Я повернула стрелку на Кречета, и Медяку это не понравилось. Похоже, он уже видел во мне свою собственность. Быстрый парень. Как бы его на повороте не занесло.
– Плевать я хотела на Лизу! Что вы с ним сделали?
– Наехали.
– Вдвоем или всей толпой?
– Нет, Кречет с ним сам поговорил. Мы в стороне стояли.
– На подстраховке?
– Да, типа того.
– А надо было страховать?
– Так в том то и дело, что нет. Гольц реально в штаны навалил.
– Я знаю Гольца, он крутой пацан.
В самарской банде Миша Гольц был вторым человеком после Коли Рогачева.
– Был да сплыл. Сломали мы его. И Рогача тоже. Знаешь, где он сейчас?
– Нет.
– В армию ушел. Сам, по-тихому, без проводов. Это мы крутые, а не самарские. Жестко мы им вломили!.. И на Москве круто стоим! Панфиловских там уважают! – Медяк выкатил грудь колесом.
– Уважают, – эхом в раздумье отозвалась я.
Если там, на Москве, кого-то и уважают, то Кречета, Медяка, Грыжу и Буяна. А остальными в стольном граде даже не пахнет.
– Пусть знают и уважают панфиловских, – заявила я.
Не фабричные мы на Москве, а панфиловские. Что ж, все правильно, не должно быть ни фабричных, ни самарских, ни заречных. Город у нас, мягко говоря, небольшой, и одной бригады на него хватит с избытком.
– И ты меня должен уважать, – сказала я.
– Само собой! – Но глазки у Медяка были очень даже похотливыми.
– Если я сказала «нет», значит, так тому и быть. Сегодня – нет.
Я спокойно вышла в прихожую, влезла в сапоги, надела куртку и открыла дверь. Медяк смотрел на меня большими глазами, но не остановил. Он надеялся, что завтра я скажу «да» и лягу с ним. Смешно это или нет, но в таком вот ключе парень думал на полном серьезе.
На дверях бара красовалась вывеска «переучет», но я прочитала ее как «власть переменилась». Все потому, что Самоеду показали от ворот поворот. На стук в дверь вышел мужик крепкого сложения и сказал, что впускать никого не велено. Плевать на какого-то там Самоеда. Вслух он свой плевок не озвучил, но я и без того все поняла.
– И когда бар откроется? – спросил Самоед.
Голос его звучал зло, но в нем уже не было прежней силы и уверенности.
– Завтра.
Леша повернулся к мужику спиной и направился к остановке. Умылся и пошел обратно – такие вот дела.
– Куда дальше? – возмущенно спросила я.
– Что-нибудь придумаем. – Леша пожал плечами.

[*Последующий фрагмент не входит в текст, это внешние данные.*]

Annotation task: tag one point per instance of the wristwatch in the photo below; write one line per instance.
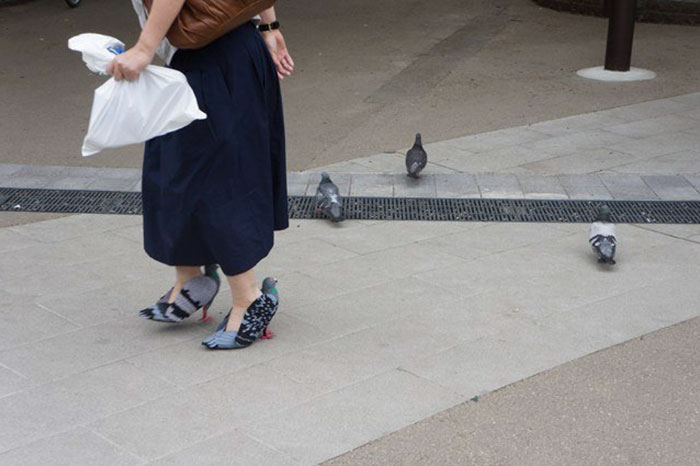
(269, 27)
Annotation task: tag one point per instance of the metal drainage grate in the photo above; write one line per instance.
(380, 208)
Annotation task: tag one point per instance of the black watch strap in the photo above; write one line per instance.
(269, 27)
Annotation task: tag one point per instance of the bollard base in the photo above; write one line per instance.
(601, 74)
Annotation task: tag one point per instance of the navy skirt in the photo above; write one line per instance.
(215, 191)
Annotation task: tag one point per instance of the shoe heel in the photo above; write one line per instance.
(205, 316)
(267, 334)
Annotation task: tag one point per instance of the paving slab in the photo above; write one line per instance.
(298, 434)
(627, 186)
(542, 187)
(51, 409)
(667, 143)
(651, 109)
(580, 141)
(406, 186)
(499, 186)
(379, 185)
(229, 448)
(577, 123)
(77, 446)
(574, 414)
(452, 185)
(584, 187)
(685, 162)
(671, 187)
(582, 162)
(298, 183)
(653, 126)
(215, 407)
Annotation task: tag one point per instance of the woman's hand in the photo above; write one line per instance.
(130, 64)
(280, 55)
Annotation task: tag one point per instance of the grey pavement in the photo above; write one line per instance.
(615, 407)
(360, 88)
(654, 155)
(382, 325)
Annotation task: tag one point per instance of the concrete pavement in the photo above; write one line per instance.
(369, 76)
(383, 324)
(632, 404)
(642, 151)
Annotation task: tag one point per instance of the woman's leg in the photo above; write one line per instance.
(244, 292)
(183, 274)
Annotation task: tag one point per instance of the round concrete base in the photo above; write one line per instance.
(601, 74)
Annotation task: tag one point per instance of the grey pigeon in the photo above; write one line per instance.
(416, 158)
(328, 199)
(602, 236)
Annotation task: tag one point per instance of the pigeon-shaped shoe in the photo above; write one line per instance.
(602, 237)
(328, 199)
(416, 158)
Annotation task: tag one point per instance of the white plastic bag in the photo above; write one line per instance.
(124, 112)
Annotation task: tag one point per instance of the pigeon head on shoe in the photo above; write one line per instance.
(269, 286)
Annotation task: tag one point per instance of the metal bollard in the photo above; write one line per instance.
(618, 52)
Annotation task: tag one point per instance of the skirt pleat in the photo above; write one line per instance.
(215, 191)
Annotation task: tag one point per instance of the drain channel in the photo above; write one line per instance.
(380, 208)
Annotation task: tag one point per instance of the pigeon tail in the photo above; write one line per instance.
(603, 214)
(606, 249)
(335, 212)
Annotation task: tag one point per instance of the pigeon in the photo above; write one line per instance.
(328, 199)
(416, 158)
(602, 237)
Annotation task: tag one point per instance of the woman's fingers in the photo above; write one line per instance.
(288, 64)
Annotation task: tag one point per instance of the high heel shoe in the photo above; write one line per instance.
(254, 324)
(195, 294)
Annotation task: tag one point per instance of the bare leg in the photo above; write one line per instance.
(244, 292)
(183, 274)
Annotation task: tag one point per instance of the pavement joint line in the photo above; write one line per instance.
(116, 445)
(57, 314)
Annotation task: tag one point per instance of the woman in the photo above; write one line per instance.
(214, 192)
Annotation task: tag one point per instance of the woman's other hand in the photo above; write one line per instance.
(130, 64)
(280, 55)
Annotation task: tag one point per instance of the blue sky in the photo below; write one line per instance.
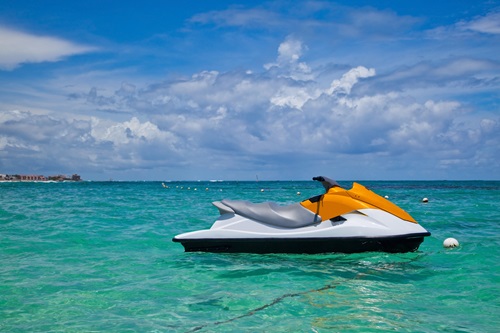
(164, 90)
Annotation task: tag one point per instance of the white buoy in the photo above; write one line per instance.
(450, 242)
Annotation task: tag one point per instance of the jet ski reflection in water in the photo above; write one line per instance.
(340, 220)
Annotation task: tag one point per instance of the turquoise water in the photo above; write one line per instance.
(98, 257)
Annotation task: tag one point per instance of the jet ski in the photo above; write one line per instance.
(340, 220)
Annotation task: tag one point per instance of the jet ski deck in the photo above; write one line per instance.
(347, 221)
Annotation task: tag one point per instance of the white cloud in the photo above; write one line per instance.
(288, 60)
(489, 23)
(18, 47)
(217, 122)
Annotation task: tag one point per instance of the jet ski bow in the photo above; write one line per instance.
(340, 220)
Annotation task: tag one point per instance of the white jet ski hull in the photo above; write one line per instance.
(358, 231)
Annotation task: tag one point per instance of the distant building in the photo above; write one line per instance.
(31, 178)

Ему некуда было идти. Подвал заперт, бар закрыт, а дома у него больная бабушка. Даже машины нет, чтобы задницу на холоде согреть. Пипец натуральный! И это человек, у которого под рукой самая сильная в городе банда!
Впрочем, удивляться нечего. Сначала менты его придавили, а вчера Медяк дожал. Все, нет больше Леши Самоеда, осталась только тень.
Он ведь даже не спросил, где я вчера была. А вдруг Медяк меня трахнул? Неужели ему все равно? Или Самоед просто не хочет этого знать?
Сломался Леша. Может, и ему пора в армию, как Рогачу?